Chapter 24 Guess Who

GUESS WHO

This bitch thinks she can take everything away from me and get away with it.

I’ve been following her. Stalking her every move.

I know where she goes, what time she leaves, what car she drives, where she parks, who she talks to.

I know her routine better than she does because she’s careless and comfortable and doesn’t know that someone is watching.

But I’m always watching.

Tonight I watched her get into his car. I watched them drive to that lounge on the nice side of town.

I sat outside for two hours in the dark with my headlights off and my heart beating so fast it hurt.

Two hours of imagining what they were doing in there.

Were they laughing? Were they touching? Was she giving him that smile I’d seen through the restaurant window all those weeks ago?

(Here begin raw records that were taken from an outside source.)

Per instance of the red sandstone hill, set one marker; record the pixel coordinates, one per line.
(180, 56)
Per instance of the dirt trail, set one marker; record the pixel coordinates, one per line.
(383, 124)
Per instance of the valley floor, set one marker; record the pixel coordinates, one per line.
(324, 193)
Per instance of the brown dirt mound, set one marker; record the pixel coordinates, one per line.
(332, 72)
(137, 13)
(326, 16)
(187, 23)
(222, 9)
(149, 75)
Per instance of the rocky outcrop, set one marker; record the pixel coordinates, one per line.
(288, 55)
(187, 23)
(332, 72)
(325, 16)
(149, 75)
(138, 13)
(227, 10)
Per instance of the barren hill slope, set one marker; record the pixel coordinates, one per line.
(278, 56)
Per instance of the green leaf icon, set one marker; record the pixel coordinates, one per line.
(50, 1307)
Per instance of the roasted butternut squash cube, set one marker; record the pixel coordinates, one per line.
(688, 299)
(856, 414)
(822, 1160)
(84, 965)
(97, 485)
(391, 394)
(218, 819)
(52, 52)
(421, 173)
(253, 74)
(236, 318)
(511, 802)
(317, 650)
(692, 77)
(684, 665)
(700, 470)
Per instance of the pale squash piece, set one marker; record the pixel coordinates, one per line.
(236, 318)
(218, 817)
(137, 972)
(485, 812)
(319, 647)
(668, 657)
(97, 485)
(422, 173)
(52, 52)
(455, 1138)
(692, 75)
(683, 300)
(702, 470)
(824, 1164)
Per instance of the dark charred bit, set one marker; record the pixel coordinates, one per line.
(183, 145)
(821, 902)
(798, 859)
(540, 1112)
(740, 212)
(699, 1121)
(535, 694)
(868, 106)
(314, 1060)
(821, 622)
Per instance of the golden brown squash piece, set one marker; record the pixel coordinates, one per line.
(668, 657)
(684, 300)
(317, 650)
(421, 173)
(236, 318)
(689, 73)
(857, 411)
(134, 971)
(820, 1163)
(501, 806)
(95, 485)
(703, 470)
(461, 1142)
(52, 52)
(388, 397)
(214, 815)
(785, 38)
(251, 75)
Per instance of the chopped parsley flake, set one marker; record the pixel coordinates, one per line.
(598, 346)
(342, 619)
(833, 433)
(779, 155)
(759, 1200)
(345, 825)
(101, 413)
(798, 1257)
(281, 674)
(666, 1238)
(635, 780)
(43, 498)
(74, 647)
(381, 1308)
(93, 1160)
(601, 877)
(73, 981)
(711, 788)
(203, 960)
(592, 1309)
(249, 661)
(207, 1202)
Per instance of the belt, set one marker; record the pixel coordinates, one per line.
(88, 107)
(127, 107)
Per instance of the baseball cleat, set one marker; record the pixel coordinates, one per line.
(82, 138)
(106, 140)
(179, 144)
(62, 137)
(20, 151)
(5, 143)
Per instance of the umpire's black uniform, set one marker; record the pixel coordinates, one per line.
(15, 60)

And then some man I didn’t recognize stumbled out of the lounge with a busted lip and blood on his shirt.

And I thought, good. Maybe the night went bad.

Maybe they fought. Maybe she’d come out alone and get in a cab and go home by herself and I could stop feeling like the walls of my car were closing in on me.

But no. They came out together. Side by side. He opened her door. She got in. And they drove to her apartment. I followed them from a distance because I’ve gotten good at that. I know how many car lengths to keep. I know which lanes to use so my headlights don’t show in his mirrors.

They went upstairs together. His Maybach sat on the street for hours. I sat across from it for every single one of those hours, watching her window, watching the light behind the curtain, watching it eventually go dark.

He didn’t leave.

He stayed the night with her and something inside of me snapped so quietly that I almost didn’t hear it. It wasn’t loud or dramatic. It was a small sound, like a thread breaking. The last thread holding me to the version of myself that was willing to just watch.

I’m done watching.

She took something from me and I’m going to take everything from her. Not tomorrow. Not next week. When she least expects it. When she’s the most comfortable she’s ever been. When she thinks she’s finally safe.

That’s when I’ll remind her that she’s never been safe.